Girl Power. On ne saurait trouver meilleur slogan pour qualifier ce mouvement protéiforme qui voit les femmes peu à peu prendre le pouvoir – c’est très bien ainsi - au sein d’une scène metal pendant longtemps demeurée inféodée à la seule gent masculine, quand bien même une Doro, pour ne citer qu’elle, n’a jamais eu à rougir de la comparaison avec ses homologues couillus. Ces nanas ne sont ni des poupées barbies ni de vulgaires Castafiore du dimanche sans pour autant effacer une féminité souvent personnelle, énervée sinon énergique.
Une fois n’est pas coutume, la France n’est pas à la remorque de cette ®évolution, depuis le succès – mérité - rencontré par Eths, faisant de Candice sa chanteuse, quasiment le porte étendard d’une génération autant nourri au grain de l’extrême qu’au nu Metal.
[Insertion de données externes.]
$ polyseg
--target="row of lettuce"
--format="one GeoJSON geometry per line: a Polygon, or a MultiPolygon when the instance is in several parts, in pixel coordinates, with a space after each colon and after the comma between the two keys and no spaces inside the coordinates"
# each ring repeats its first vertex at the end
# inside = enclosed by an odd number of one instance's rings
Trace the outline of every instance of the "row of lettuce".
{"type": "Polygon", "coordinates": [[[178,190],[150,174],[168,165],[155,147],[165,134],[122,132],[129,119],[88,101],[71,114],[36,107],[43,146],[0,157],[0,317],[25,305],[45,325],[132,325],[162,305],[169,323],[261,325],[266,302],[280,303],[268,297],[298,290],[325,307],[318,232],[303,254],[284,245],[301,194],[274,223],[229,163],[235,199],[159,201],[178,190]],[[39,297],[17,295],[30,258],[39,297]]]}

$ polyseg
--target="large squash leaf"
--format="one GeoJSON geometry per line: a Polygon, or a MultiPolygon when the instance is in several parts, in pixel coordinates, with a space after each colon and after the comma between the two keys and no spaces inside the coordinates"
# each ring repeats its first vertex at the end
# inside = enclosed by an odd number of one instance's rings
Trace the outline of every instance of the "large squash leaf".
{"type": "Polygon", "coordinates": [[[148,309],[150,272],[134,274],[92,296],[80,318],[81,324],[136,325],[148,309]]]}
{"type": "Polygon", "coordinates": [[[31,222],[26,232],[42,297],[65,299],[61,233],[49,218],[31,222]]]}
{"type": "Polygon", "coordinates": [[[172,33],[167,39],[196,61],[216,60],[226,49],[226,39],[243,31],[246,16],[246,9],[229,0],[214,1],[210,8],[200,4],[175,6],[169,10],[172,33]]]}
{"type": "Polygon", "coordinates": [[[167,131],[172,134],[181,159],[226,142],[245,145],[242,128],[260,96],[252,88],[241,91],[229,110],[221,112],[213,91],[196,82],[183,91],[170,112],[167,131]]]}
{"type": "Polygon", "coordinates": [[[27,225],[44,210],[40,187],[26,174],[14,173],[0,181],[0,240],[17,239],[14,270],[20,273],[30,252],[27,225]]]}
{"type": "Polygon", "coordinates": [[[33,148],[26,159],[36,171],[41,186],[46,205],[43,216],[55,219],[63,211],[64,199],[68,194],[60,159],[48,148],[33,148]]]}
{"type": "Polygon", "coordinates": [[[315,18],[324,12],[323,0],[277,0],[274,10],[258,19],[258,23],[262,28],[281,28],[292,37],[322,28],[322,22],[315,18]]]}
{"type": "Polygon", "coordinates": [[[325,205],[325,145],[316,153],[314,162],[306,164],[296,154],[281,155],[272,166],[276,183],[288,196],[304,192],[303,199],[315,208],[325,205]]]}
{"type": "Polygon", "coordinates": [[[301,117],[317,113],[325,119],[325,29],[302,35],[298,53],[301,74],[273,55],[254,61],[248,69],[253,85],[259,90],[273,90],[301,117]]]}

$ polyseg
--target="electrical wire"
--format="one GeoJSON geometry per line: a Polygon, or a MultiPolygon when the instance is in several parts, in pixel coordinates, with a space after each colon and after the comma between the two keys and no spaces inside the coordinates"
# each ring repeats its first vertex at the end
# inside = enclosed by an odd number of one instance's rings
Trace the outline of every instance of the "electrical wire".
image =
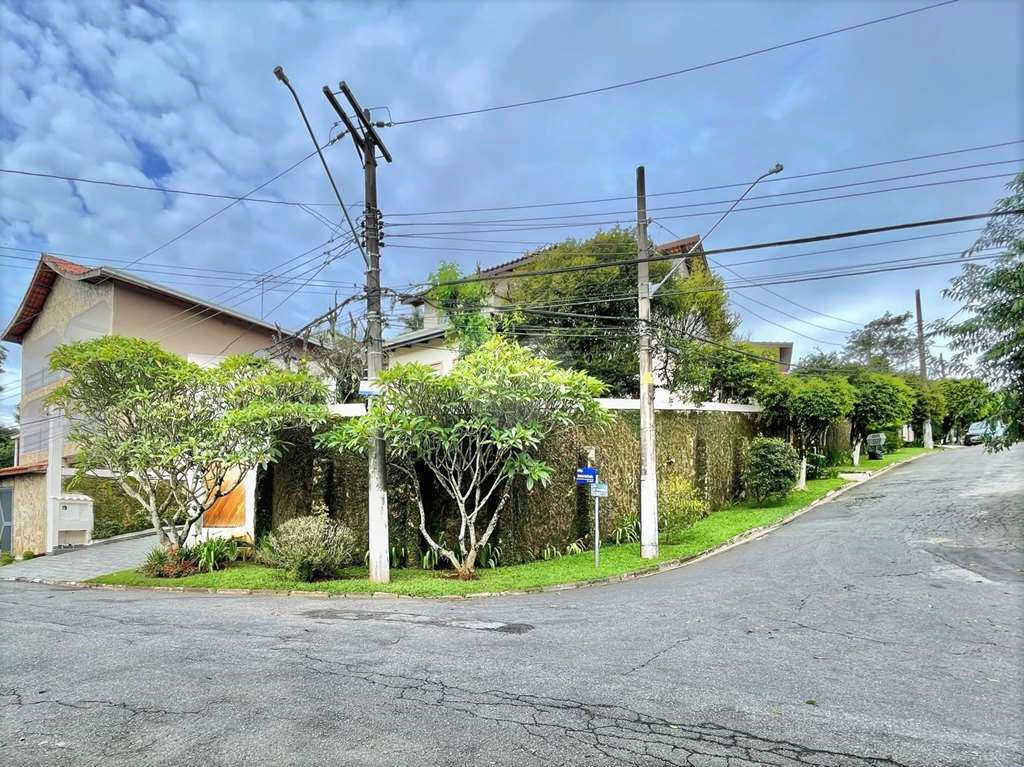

Alors qu’il diffère de son ainé sur bien des points, Kells est vu comme creusant un sillon identique, impression que la présence de Candice le temps du titre "La sphère" figurant sur son deuxième album, a pu contribuer à cultiver. Fondé à Lyon en 2001 autour du triangle constitué de Virginie Goncalves (chant), Patrick Garcia (guitare) et de Fabrice Desire (clavier), le collectif arborre un corps gainé de Metal symphonique dont il a partagé la scène avec certaines de ses têtes de gondoles telles que After Forever ou Epica, que recouvre un corset lourd et moderne tissé de gros riffs à l’américaine riches en matière grasse.
Plus que Gaia en 2005, c’est son successeur baptisé Lueurs qui nous a dévoilé les nombreux charmes d’une formation dont le nom d’inspiration celtique ne reflète en rien une musique solidement ancrée dans la réalité. Avec Anachromie, Kells a mis toutes les chances de son côté : une promotion via les réseaux sociaux active, mastering dans l'antre du mythique Sterling Sound sous la houlette de Ted Jansen, le soutien du puissant Season Of Mist qui jusque là ne s’était contenté que de distribuer l’effort précédent et une édition luxueuse sous la forme d’un double digipack enrichi d’un DVD. Comme les grands donc.
Gageons d’ailleurs que grands, les Lyonnais ne devraient plus tarder à le devenir. En constante progression depuis leurs débuts il y a (déjà) dix ans, ils en ont les moyens. Et les qualités. Parmi lesquelles il faut à tout prix souligner une maîtrise du canevas mélodique et du refrain qui fait mouche, à l’origine de compositions qui savent toujours accrocher dès les premières mesures. En ouverture, "Bleu" étale ce savoir-faire cependant que d’autres recourent avec bonheur à ses arrangements délicatement orchestraux ("L’écho") ou arabisant ("Illusion d’une aire"). Du mélancolique "L’heure que le temps va figer" à l’introduction gothique et obsédante de "Quelque part", en passant par le crépusculaire "Le manège déchanté", le groupe a soigné les atmosphères plus riches que sur les deux précédents opus.
Enfin, Kells ne serait bien entendu pas ce qu’il est sans la pierre précieuse qui lui sert de vitrine vocale. Oscillant (en français !) entre plusieurs registres, trempant sa voix dans une palette de couleurs variée, chatte doucereuse voire presque enfantine (l’excellent "Cristal") ou tigresse hurlante ("Se taire") quand elle ne saute pas franchement d’une tessiture à l’autre au sein d’un même morceau, comme elle le fait par exemple sur "Emmurés", rappelant alors un peu la généreuse Maria Brink (In This Moment). Anecdotique, la présence (heureusement) parcimonieuse d’un organe masculin, devra par contre le rester, comme l’illustre « Nuances » où le chant de truc ne paraissait vraiment pas nécessaire.
A l’arrivée, on ne voit pas trop ce qui pourrait empêcher Kells de goûter à un plus large succès O combien mérité. Un disque solide et personnel, l'appui d'un label de choix, il ne reste plus qu'aux médias et au public de le suivre. L'album de la confirmation.